A new method of data collection though the participants’ network

This study is a complement to data from the Swiss Household Panel (SHP). The latter, launched in 1999, is led by the Swiss Centre of Expertise in the Social Sciences FORS, with whom LIVES works. For the first time, the attention will be focused on young people, initially with particular interest for those whose parents are of Albanian culture, an important community in Switzerland but whose place in the Swiss society has been little investigated to date.

"For the pilot phase of this investigation, we will test a method commonly used in the United States and Canada, but new in Switzerland. When we take a random sample of residents, ethnic minorities are underrepresented. Instead, we will start with 20 people and ask them to give us details of their social network, to form a group of 600 people by repeating this process several times”, says prof. Dario Spini, director of the NCCR LIVES.

The data collection will continue in 2013, extending to nearly 2000 young people across Switzerland and from all origins. The NCCR LIVES commissioned the survey institute M.I.S. Trend to conduct the interviews. To preserve confidentiality, the answers will be anonymous: the researchers only have access to data with no name, no address and no exact date of birth.

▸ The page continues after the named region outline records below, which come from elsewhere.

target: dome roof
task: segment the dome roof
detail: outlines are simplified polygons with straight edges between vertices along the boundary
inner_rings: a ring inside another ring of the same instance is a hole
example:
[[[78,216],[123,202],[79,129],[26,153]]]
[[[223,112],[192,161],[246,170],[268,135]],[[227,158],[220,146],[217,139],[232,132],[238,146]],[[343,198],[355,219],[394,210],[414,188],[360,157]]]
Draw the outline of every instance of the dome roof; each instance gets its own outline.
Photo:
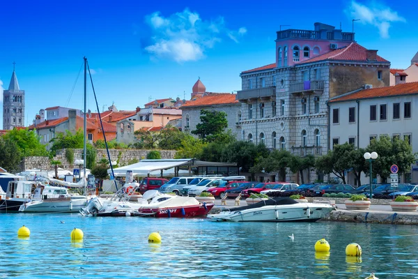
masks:
[[[206,92],[206,87],[203,85],[200,79],[197,80],[197,82],[193,86],[193,93],[205,93]]]

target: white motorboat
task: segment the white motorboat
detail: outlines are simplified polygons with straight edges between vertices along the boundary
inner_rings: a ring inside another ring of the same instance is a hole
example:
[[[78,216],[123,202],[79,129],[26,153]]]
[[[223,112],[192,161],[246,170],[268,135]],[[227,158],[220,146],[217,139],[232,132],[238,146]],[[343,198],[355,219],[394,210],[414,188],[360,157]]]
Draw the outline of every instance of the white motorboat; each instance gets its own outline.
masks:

Crucial data for the future

The researchers are studying several aspects of the trajectories of respondents: places of residence, types of cohabitation, relationships, family, work, schooling, health. As in all LIVES projects based on a longitudinal study of the life course, key events, the break points and factors related to the possible development of a vulnerability and resources to overcome it will be studied. A series of qualitative interviews will also be conducted by LIVES researchers to investigate further certain trajectories.